Early-stage melanoma is curable, but once metastases have occurred, the chance of survival diminishes significantly. Several targeted therapies have been developed toward oncogenic BRAF in malignant melanoma that significantly improve PFS, but resistance often develops. Throughout the progression of disease and treatment of BRAFV600E driven melanoma, senescence induction and escape are recurring themes from cancer initiation to secondary skin cancers (cSCC), and drug resistance (Figure 4). The cancer cells must escape OIS induced by the BRAFV600E mutation in stable nevi to become malignant. The BRAFi therapy-induced senescence (TIS) in the cancer cells, and the development of secondary cSCCs with BRAF inhibitor treatment relies on upregulation of the MAPK pathway or alternative pathways in keratinocytes that often have senescence driving alterations such has RAS oncogene activation or HPV infection. Finally, the emergence of resistance occurs through upregulation of anti-apoptotic pathways like the MAPK pathway and AKT/PI3K/mTOR to override senescence induction. This repeated failure of senescence maintenance to control disease progression represents an opportunity for combining the use of senotherapeutics in melanoma treatment regimens for BRAFV600E mutated cancer. Particularly considering the evidence of cancer cells that escape from senescence can be primed as more stem-like, aggressive, and drug resistant.
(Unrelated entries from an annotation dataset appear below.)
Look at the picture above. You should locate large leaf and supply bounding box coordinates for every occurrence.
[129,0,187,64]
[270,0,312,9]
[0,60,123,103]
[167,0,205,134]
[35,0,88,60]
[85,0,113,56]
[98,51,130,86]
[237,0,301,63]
Several senotherapeutics have been tested on melanoma cells and show promising results, but further in-vivo studies are necessary to confirm these results and advance senotherapeutics for melanoma treatment.

Figure 4

The role of senescent cells in cancer progression and resistance. Pre-neoplastic lesions with BRAFV600E or RAS mutations can acquire senescent cells through oncogenic induced senescence (OSI). The OIS cells can spread senescence to nearby cells through their senescent associated secretory phenotype (SASP). If these senescent cells are not cleared by the immune system, the SASP can produce a pro-inflammatory and pro-tumor microenvironment with increased DNA damage, oxidative stress, and immunosenescence resulting in malignant transformation. Therapy induced senescence (TIS) by BRAFi is initially beneficial in combating malignant melanoma, but can lead to increased senescence, drug resistance, and aggressive, stem-like tumor phenotype. Senotherapeutics can reverse all phases of disease progression by targeting pro-survival pathways, reducing SASPs and/or by aiding the immune system in clearing senescent cells.